Xist exploits three-dimensional chromosome architecture to spread across the X-chromosome. Mus musculus

Many large noncoding RNAs (lncRNAs) regulate chromatin, but the mechanisms by which they localize to genomic targets remain unexplored. Here we investigate the localization mechanisms of Xist during X-chromosome inactivation (XCI), a paradigm of lncRNA-mediated chromatin regulation. During the maintenance of XCI, Xist binds broadly across the X-chromosome. During initiation of XCI, Xist initially transfers to distal regions across the X-chromosome that are not defined by specific sequences. Instead, Xist identifies these regions by exploiting the three-dimensional conformation of the X-chromosome.

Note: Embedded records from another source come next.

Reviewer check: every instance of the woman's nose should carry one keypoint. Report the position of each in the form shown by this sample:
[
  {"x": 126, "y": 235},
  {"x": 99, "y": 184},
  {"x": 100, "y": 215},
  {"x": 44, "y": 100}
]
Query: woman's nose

Xist initially accumulates on the periphery of actively transcribed regions and requires its silencing domain to spread across active regions. This suggests a model where Xist coats the entire X-chromosome by searching in three dimensions, modifying chromosome structure, and spreading to newly accessible locations. Overall design: We examined the genomic localization of the Xist lncRNA using RNA Antisense Purification (RAP) in multiple cell contexts: 1) differentiated female cells (MLFs); 2) a time-course of Xist localization in male embryonic stem (ES) cells where the endogenous Xist promoter is replaced by a tet-inducible one (pSM33); 3) a time-course of Xist localization in differentiating female ES cells (F1 2-1); and 4) wild-type (delXF6) and A-repeat deletion (delSXC9) Xist transgenes incorporated into the Hprt locus under the control of a tet-inducible promoter.